Alloggio e somministrazione: sparite 177 attività

Non va meglio tra le attività registrate nelle divisioni 55 e 56 della classificazione Ateco 2007. Ci riferiamo alle attività di alloggio e somministrazione (ricettivo, ristoranti e bar) che, nei primi otto mesi del 2013, si sono ridotte di 177 unità, circa l’1,3% del totale delle imprese registrate nei settori di riferimento (13.253 unità lavorative).

Il commercio si sposta dal negozio alla strada

Alla crisi del commercio in sede fissa corrisponde una relativa vitalità degli esercizi su area pubblica che, dall’inizio del 2013, registrano nell’Isola 216 imprese in più. Per quanto riguarda il commercio su area pubblica, da segnalare che la percentuale di imprenditori stranieri nel settore è in costante aumento: negli ultimi trimestri, infatti, circa un terzo dei nuovi iscritti è composto da non italiani. Un fenomeno socio-economico che meriterebbe quanto meno un approfondimento.
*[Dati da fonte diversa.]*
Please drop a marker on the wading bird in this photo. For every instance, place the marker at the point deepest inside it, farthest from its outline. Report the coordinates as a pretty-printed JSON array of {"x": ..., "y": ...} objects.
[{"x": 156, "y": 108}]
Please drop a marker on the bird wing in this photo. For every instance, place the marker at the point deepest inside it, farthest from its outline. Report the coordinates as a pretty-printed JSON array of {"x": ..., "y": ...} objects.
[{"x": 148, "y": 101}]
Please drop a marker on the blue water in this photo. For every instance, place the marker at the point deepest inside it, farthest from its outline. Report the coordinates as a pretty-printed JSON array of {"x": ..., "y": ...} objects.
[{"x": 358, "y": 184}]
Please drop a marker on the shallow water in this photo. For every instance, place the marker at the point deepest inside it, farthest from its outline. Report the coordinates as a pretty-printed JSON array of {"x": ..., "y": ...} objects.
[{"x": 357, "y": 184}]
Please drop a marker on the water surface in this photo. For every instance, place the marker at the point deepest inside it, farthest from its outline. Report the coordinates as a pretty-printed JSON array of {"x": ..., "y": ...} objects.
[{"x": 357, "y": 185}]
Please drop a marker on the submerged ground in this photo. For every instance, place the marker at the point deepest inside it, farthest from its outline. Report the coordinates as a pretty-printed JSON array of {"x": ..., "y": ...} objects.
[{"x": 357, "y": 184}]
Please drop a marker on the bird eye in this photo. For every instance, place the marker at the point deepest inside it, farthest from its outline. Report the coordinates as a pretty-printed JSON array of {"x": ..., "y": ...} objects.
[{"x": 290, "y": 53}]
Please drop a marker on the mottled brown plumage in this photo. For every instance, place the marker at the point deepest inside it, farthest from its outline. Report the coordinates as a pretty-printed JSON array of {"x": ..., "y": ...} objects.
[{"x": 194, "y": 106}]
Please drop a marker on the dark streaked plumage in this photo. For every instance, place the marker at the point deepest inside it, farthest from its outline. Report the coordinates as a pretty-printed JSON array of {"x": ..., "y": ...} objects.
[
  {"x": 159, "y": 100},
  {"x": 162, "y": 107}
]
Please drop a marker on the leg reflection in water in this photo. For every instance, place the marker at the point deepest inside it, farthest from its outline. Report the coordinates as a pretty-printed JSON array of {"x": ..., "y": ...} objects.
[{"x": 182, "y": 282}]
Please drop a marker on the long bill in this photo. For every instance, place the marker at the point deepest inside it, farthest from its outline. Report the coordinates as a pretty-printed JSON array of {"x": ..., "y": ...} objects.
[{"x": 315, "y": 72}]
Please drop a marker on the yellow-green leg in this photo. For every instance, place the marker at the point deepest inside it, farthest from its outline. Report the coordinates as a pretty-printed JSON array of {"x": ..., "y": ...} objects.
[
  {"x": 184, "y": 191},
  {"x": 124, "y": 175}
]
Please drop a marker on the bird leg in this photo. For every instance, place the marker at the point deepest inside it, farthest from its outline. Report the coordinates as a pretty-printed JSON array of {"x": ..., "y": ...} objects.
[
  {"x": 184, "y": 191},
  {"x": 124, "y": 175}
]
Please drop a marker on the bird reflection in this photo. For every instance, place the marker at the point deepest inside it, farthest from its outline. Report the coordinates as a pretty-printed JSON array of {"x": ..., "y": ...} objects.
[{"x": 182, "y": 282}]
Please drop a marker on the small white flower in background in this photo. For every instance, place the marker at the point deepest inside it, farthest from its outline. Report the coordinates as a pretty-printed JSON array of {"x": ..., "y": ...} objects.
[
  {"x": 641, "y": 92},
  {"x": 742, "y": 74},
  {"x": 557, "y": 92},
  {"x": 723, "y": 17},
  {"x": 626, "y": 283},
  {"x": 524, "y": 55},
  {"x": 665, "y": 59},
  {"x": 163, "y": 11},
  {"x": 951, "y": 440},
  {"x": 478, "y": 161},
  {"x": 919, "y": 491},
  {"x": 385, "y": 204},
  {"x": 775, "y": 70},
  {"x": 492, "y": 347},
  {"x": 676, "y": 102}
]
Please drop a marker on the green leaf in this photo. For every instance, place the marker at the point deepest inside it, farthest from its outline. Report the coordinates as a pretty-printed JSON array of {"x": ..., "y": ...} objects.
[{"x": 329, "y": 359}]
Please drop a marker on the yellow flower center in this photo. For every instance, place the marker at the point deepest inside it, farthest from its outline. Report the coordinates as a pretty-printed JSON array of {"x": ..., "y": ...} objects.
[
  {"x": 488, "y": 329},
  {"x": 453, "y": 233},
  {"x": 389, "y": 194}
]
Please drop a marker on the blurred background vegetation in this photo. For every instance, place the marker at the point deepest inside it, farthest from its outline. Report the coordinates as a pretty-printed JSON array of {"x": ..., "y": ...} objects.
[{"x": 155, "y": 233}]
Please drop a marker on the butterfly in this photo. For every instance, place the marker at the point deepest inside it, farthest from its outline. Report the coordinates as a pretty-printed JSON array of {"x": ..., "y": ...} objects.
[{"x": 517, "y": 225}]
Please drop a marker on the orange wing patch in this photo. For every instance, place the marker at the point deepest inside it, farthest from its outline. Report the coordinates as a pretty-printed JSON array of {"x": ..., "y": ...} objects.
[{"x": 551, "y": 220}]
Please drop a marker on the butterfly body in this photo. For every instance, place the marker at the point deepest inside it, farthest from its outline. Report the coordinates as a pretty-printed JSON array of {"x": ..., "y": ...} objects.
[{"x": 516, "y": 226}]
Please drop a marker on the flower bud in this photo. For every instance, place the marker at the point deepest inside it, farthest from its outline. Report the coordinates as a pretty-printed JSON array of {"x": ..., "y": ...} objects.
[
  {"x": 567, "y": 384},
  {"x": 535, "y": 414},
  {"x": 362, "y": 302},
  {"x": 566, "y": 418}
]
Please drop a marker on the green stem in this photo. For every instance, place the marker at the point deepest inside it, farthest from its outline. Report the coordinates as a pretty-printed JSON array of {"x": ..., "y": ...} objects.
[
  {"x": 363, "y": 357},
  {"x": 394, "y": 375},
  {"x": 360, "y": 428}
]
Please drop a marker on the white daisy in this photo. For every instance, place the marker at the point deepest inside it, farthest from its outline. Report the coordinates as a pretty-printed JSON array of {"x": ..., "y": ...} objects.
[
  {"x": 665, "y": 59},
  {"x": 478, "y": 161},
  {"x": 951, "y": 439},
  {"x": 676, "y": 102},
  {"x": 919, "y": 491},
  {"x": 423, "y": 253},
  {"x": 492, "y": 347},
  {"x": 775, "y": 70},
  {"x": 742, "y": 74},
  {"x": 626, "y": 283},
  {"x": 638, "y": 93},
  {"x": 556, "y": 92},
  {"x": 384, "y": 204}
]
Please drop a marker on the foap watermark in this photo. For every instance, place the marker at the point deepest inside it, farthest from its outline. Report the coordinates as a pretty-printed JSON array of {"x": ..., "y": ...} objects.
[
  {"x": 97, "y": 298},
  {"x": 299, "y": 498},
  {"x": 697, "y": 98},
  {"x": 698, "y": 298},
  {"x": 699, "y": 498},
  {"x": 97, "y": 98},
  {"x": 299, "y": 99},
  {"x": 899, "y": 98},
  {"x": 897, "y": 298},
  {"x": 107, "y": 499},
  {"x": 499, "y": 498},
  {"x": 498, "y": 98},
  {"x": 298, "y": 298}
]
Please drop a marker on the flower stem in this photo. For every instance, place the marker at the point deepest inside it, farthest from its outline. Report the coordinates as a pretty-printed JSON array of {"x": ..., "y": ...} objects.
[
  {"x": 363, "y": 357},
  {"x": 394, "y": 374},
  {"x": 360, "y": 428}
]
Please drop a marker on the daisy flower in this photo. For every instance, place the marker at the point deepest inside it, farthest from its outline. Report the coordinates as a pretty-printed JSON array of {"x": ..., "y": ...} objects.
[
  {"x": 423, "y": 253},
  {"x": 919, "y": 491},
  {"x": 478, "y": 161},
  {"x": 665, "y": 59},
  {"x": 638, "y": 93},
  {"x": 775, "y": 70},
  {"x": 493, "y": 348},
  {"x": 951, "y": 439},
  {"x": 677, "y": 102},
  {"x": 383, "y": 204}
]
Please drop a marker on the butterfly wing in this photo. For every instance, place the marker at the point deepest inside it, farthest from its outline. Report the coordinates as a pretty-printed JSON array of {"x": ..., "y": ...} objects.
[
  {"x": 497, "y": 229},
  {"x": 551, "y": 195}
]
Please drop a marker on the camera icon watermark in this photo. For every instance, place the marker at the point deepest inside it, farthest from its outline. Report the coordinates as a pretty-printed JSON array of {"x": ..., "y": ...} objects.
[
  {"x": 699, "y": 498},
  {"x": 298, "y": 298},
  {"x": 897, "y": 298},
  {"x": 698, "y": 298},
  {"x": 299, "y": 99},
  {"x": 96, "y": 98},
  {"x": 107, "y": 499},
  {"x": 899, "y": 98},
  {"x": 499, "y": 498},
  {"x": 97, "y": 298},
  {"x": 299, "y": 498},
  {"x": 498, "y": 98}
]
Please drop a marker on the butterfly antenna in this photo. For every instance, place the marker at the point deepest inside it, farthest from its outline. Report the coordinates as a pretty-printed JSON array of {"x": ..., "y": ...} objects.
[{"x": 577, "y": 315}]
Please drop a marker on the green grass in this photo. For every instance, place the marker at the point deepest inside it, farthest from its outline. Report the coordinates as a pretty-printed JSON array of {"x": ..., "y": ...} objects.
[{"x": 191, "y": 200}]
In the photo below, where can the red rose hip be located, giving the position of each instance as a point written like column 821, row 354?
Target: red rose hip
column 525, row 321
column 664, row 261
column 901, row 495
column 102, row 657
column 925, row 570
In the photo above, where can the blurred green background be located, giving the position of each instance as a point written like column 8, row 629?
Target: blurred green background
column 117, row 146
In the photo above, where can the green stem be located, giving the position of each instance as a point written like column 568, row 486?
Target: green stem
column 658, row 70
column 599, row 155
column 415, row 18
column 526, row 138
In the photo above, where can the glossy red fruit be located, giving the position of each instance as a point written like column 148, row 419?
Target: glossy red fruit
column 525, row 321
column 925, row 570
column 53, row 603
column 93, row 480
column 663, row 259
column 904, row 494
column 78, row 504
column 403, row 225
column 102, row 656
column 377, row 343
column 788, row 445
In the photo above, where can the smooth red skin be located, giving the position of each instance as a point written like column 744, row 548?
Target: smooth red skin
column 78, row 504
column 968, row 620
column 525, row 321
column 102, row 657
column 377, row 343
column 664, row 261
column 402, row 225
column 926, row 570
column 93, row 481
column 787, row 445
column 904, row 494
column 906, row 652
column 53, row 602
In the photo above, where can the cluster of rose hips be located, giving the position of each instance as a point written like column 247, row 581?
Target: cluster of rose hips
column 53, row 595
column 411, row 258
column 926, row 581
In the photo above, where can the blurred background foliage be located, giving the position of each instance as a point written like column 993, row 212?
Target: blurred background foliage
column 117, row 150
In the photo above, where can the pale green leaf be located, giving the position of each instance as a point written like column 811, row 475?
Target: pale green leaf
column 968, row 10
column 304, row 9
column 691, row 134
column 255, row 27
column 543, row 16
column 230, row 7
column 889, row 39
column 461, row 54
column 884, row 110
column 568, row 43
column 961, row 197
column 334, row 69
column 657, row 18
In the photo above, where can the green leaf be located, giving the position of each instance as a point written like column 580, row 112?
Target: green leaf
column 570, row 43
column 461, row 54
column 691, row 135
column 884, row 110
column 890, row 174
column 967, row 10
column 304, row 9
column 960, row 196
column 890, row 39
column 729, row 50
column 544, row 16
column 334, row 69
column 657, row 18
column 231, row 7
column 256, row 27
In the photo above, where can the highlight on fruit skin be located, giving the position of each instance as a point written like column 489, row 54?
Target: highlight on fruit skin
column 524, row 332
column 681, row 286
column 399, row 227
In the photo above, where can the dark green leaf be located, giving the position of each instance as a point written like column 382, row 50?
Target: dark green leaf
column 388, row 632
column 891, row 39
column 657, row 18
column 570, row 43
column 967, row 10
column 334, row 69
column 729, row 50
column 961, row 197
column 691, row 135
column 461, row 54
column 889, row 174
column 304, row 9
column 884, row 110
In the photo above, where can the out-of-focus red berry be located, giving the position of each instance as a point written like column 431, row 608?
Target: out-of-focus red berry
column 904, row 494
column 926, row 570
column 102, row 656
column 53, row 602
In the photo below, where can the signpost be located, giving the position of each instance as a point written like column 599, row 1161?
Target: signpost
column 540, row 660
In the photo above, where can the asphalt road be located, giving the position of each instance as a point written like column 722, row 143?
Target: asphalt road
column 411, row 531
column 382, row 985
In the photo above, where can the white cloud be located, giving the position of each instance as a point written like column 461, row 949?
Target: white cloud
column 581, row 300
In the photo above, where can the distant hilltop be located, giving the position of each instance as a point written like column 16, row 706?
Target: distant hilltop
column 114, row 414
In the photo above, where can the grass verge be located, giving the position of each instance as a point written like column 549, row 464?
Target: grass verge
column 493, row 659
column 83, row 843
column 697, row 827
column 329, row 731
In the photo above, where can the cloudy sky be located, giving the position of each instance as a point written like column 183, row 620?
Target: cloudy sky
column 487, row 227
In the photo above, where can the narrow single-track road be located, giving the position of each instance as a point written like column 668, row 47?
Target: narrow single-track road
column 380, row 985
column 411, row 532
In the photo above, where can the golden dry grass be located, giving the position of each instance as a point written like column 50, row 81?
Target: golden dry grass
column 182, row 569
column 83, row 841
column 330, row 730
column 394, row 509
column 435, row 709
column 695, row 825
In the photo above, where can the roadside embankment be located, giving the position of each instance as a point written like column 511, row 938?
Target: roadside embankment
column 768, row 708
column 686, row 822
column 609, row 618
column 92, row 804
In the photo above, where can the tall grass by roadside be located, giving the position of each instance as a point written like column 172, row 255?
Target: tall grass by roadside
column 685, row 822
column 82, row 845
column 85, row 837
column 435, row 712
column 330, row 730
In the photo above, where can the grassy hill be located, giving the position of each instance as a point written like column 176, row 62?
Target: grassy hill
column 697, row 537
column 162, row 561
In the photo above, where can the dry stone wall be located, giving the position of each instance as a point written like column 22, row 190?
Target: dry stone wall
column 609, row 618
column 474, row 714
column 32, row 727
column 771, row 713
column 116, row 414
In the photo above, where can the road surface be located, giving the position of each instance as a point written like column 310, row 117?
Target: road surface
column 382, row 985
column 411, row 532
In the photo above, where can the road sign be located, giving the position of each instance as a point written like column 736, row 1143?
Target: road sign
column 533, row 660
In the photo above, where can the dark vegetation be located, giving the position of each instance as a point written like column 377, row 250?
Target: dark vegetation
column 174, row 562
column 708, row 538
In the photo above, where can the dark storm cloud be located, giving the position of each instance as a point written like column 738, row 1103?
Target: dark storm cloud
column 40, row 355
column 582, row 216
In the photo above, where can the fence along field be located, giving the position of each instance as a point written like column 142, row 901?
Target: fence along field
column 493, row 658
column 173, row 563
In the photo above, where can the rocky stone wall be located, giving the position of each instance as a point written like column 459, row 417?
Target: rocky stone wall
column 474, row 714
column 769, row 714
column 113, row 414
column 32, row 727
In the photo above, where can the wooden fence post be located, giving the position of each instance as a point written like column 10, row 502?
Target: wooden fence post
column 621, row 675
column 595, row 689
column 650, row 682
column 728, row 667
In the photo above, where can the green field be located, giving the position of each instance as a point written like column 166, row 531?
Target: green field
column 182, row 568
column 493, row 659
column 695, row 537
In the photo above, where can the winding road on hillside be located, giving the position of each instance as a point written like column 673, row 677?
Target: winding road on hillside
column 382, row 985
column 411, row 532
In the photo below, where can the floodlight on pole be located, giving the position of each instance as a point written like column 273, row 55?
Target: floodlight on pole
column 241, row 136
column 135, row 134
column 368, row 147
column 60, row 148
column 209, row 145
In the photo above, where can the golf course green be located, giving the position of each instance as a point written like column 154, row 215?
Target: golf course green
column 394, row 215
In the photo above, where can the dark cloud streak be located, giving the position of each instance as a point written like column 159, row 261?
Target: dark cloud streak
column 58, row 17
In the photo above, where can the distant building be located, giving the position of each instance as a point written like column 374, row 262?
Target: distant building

“Questa mattanza – commenta il presidente regionale della Confesercenti, Marco Sulis – è dovuta a diversi fattori: lo strapotere della grande distribuzione presente nel territorio sardo; la mancanza di denaro disponibile al consumo da parte dei cittadini sardi, in quanto gli stipendi hanno perso potere d’acquisto; l’eccessivo numero di disoccupati e cassintegrati; il continuo drenaggio fiscale. Se poi resterà in piedi l’ipotesi di aumento dell’Iva, siamo al capolinea. Bisogna rimettere i soldi nelle tasche degli italiani, non c’è scampo. La principale causa del blocco dei consumi, come confermano tutti gli studi di settore, è dovuta essenzialmente alla scarsa disponibilità di soldi. Ecco perché bisogna ridurre la pressione fiscale. L’aumento dell’Iva finirebbe col peggiorare la già drammatica situazione perché colpirebbe tutti. Indistintamente”.